General Production Process

  1. 1. Planning In order to create splash patterns (kasuri) on thread, the artisan has to make a kasuri ruler for fitting the design in advance.
    It is made based on the original design sketch. This ruler has been used since the 1680's.
  2. 2. Thread making Hand-spun threads of dupioni raw silk and silk floss are used. Silk floss is a thread pulled from the cocoon. Silkworm cocoons have to be boiled for a few hours before the strands are pulled out by hand one by one and they are layered to make silk floss. Silk threads are pulled out of silk floss carefully and the thickness is adjusted with fingers to make it even. The pulled threads are wound as a single thin thread to make a hand-spun thread.
    Dupioni raw silk is a thread reeled from tamamayu, a cocoon with more than one silkworm pupa inside. The thread becomes entangled and knotted because there is more than one pupa in one cocoon so it is also called a knotted thread. Dupioni raw silk has unique characteristics, which give pongee a smooth texture.
    Prepared threads are twisted together by warp for the base and weft for the pattern. The threads are refined in boiling water to get rid of impurities. Then the threads are wound around a gourd called fukube. The necessary number of thread is prepared based on the plan and the length and other aspects are adjusted.

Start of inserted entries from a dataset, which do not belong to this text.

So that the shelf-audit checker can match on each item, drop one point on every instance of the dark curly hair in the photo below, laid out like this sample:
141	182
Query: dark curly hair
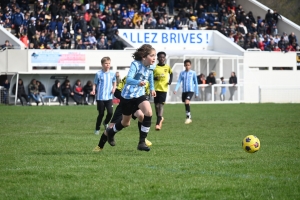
142	52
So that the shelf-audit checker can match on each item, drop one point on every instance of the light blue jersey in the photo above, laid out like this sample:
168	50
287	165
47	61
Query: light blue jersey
189	82
137	73
104	81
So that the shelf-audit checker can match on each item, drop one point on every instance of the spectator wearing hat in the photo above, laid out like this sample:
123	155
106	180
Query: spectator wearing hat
94	23
149	24
282	44
66	37
160	24
17	21
83	25
31	28
80	45
276	16
59	26
292	38
193	23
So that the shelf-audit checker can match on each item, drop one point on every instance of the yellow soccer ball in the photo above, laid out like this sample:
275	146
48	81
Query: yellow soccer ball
251	144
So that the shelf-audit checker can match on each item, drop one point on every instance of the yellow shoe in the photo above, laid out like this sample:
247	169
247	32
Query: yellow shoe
148	143
97	149
188	121
157	127
160	123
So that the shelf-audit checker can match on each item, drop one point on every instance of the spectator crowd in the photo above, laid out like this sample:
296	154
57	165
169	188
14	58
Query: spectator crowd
94	24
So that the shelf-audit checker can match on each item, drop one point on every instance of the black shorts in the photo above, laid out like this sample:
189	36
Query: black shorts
187	96
117	94
130	105
160	97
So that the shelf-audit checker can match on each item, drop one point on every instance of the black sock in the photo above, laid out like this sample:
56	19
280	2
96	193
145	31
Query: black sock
158	120
145	128
116	128
102	141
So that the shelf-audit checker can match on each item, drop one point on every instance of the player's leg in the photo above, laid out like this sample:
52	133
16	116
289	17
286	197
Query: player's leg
127	106
145	107
160	101
140	116
100	108
187	97
117	116
109	108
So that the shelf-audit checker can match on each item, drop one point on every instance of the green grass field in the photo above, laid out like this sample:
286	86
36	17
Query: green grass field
46	153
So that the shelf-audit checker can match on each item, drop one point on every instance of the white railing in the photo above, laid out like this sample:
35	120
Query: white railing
209	94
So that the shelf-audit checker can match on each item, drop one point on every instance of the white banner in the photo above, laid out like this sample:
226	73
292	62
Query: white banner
56	58
170	38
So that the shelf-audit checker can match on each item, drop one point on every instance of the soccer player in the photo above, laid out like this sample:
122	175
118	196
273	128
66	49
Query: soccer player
105	81
140	72
162	79
188	78
137	113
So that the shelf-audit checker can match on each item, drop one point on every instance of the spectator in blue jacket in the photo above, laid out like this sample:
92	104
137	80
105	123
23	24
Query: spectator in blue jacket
18	21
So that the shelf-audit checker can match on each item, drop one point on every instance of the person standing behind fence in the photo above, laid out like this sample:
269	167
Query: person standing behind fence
223	90
33	90
201	80
189	86
6	86
21	92
210	80
105	82
56	91
88	92
233	88
42	91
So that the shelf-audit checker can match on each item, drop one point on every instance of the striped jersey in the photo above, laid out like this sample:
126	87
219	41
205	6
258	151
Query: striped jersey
122	83
189	81
104	81
162	74
137	73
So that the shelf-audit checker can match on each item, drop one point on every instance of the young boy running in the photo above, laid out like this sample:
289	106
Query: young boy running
188	78
140	72
137	113
162	79
105	81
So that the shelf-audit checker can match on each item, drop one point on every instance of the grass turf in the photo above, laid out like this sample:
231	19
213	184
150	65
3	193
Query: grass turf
46	153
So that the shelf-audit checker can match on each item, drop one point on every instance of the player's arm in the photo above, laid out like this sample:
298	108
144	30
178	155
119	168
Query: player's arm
171	78
178	83
130	76
196	84
114	84
95	84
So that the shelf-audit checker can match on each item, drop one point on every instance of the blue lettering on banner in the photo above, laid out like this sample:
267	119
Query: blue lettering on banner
199	37
131	38
192	37
164	38
184	39
139	38
153	40
172	37
146	38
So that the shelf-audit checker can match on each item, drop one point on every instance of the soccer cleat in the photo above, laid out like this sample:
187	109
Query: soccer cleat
110	138
157	127
188	121
105	125
148	143
97	149
143	147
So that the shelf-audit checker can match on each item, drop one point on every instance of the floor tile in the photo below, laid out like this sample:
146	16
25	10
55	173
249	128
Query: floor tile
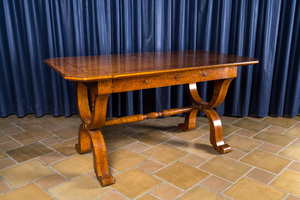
134	182
292	152
164	153
9	145
229	120
235	154
151	137
28	152
150	166
147	197
67	132
227	129
245	132
138	147
215	183
113	196
128	131
201	193
182	175
280	121
288	181
83	187
74	166
203	119
5	124
4	138
25	172
226	168
123	159
193	160
66	121
242	143
176	142
274	138
6	162
201	148
276	129
149	124
295	166
4	187
116	140
67	148
246	189
2	155
51	140
254	118
260	175
291	197
187	135
51	157
51	180
31	136
270	148
250	125
267	161
294	132
30	191
166	192
13	130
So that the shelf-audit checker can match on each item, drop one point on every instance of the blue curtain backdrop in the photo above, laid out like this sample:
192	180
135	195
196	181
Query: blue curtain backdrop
33	30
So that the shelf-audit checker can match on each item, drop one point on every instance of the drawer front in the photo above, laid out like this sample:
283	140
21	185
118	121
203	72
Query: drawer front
172	78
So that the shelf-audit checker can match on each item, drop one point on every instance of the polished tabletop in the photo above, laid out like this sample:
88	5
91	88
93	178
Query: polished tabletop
93	68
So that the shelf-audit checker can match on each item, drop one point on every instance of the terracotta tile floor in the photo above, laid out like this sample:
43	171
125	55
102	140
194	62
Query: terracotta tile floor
151	159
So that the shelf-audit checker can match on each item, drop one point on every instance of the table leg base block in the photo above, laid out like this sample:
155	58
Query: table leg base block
184	128
80	151
106	180
225	148
84	141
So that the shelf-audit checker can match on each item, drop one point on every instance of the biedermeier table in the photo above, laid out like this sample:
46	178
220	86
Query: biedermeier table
102	75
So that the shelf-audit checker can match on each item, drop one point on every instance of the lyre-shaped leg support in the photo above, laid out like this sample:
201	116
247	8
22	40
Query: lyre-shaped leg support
216	133
89	134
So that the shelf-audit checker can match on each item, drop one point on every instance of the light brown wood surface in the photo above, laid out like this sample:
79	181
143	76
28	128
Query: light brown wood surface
99	76
94	68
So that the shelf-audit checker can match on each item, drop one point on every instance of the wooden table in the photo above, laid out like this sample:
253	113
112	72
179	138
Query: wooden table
106	74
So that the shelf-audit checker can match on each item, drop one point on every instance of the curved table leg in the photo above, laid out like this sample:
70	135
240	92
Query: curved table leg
216	133
100	158
93	118
189	122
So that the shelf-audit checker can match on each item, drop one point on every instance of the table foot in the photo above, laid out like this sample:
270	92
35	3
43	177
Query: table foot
100	158
84	140
216	132
225	148
189	122
105	180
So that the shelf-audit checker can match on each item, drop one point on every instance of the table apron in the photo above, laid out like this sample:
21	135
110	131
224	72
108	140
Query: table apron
165	79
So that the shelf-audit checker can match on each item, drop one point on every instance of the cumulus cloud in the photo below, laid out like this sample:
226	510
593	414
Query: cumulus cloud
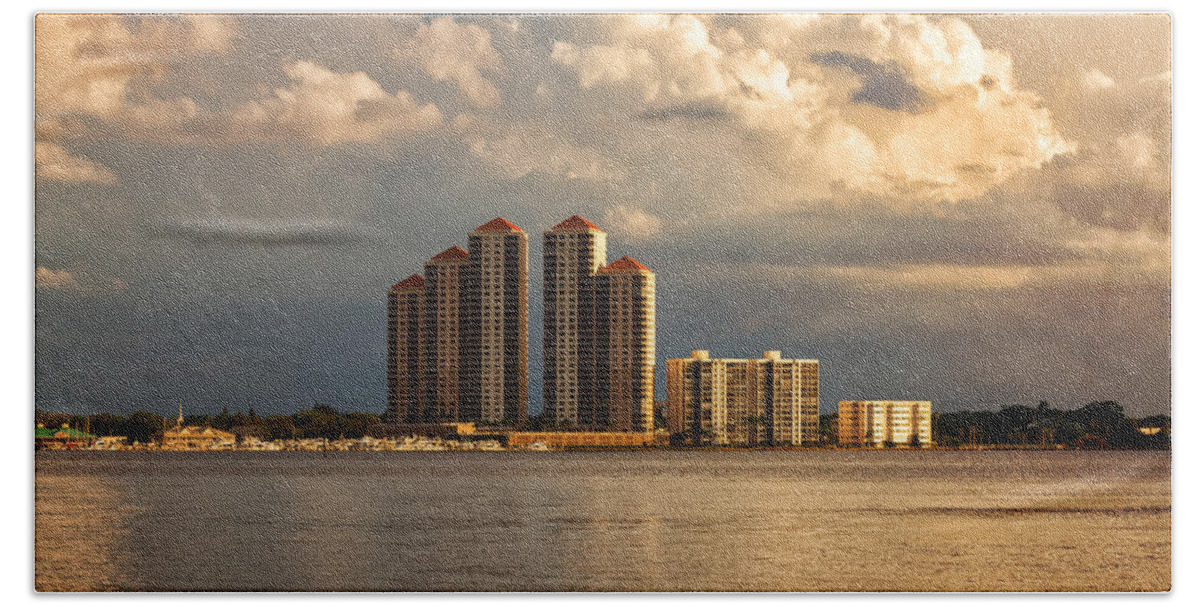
633	223
100	66
94	64
57	280
325	108
53	162
899	106
103	67
525	151
450	50
258	232
1096	80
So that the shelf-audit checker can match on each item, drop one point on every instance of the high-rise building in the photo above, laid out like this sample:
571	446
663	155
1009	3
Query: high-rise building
442	335
495	362
405	305
879	423
771	401
598	332
573	252
623	398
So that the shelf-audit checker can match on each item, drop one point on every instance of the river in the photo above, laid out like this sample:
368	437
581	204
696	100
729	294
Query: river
622	521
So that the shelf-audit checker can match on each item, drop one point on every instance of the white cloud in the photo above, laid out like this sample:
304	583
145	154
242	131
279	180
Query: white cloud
520	152
327	108
1096	80
449	50
53	162
898	106
55	280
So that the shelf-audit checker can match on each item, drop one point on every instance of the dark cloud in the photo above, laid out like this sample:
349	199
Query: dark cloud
885	85
1125	206
259	232
281	312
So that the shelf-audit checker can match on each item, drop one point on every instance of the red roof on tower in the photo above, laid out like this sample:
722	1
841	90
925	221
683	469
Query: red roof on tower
453	253
414	281
575	223
499	226
627	263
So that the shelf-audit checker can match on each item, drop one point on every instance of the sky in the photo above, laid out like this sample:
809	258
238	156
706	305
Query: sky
966	209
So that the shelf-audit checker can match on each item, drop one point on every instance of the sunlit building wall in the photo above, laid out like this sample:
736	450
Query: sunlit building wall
573	252
405	306
881	422
442	331
623	396
495	374
769	401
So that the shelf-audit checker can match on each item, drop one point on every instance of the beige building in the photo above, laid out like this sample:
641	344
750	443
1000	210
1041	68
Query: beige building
441	336
203	439
468	319
769	401
598	332
573	252
877	423
624	348
495	381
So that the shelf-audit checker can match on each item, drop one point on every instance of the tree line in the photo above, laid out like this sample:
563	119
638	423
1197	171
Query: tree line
1096	425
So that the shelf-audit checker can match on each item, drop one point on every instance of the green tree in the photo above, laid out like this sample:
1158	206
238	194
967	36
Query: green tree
144	426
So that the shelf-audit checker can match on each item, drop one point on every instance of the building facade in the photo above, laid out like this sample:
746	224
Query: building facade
405	306
598	332
769	401
468	319
573	252
495	372
442	329
879	423
623	349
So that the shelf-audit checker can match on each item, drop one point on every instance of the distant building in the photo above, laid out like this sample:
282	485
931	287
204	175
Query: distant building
769	401
573	252
64	438
442	331
623	397
877	423
598	332
405	305
495	386
459	337
202	439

  3. 3. Marking and tying the threads The weft threads are pulled on a pulling stand called haridai and marked with ink using the kasuri ruler so that the splash patterns appear in the accurate positions when the threads are woven. After marking, a technique called kubiri kasuri is applied when tying the threads with the old ramie to left the spots undyed. This process is also called as tekukuri which means "hand tying". However, a technique called surikomi kasuri is more popular today as complicated patterns and various colors are used.
  4. 4. Rubbing the dyes The patterns woven by warp threads are the main characteristic of this textile. Surikomi kasuri and kubiri kasuri are the techniques used to make patterns.
    The surikomi kasuri method consists in rubbing the dyes into the threads carefully and thoroughly using a rubbing spatula according to the marking.
    The kubiri kasuri method consists in tying up the threads and wind them into a skein. The prepared threads are dyed with the base threads. They are put in dye and kneaded using fingers. The edges of the tied spots take time to soak up the dye so this work requires a lot of attention and to be patient.
    Natural dyes and chemical dyes are used for the dying materials. Natural dyes such as indigo and plant dyes require a longer time in order to attain a deep color. Dyed threads are steamed at 100℃ for the dye to permeate and starched to make weaving easier.
  5. 5. Weaving The dyed threads are wound tightly according to the pattern sketch. The positions of warp threads and the weft threads have to be precise as the process of winding threads requires close adjustments. The weft threads are untied and loosened to be wound around the pulling frame. Then the weft threads are draped on a threads frame called kookoshidai and wound around the tube for spinning. The weft threads are put through heddle eye one by one and two threads each are put through a reed split of a reed. Once the threads are all through, the design sketch is put down underneath and the kasuri threads and the base threads are wound around the axis of a loom. The positions of kasuri patterns are adjusted in accordance with the design sketch.
    When everything is prepared for weaving, weaving starts by putting through the weft threads one by one following the kasuri marks. This weaving method was not changed since the Edo period (1603-1868).
  6. 6. Finishing Excess starch is washed out from the textile in lukewarm water and straightened out to dry.
    The natural texture of silk floss comes out after the hammering.
    The finished product is inspected for any irregularities in the weave.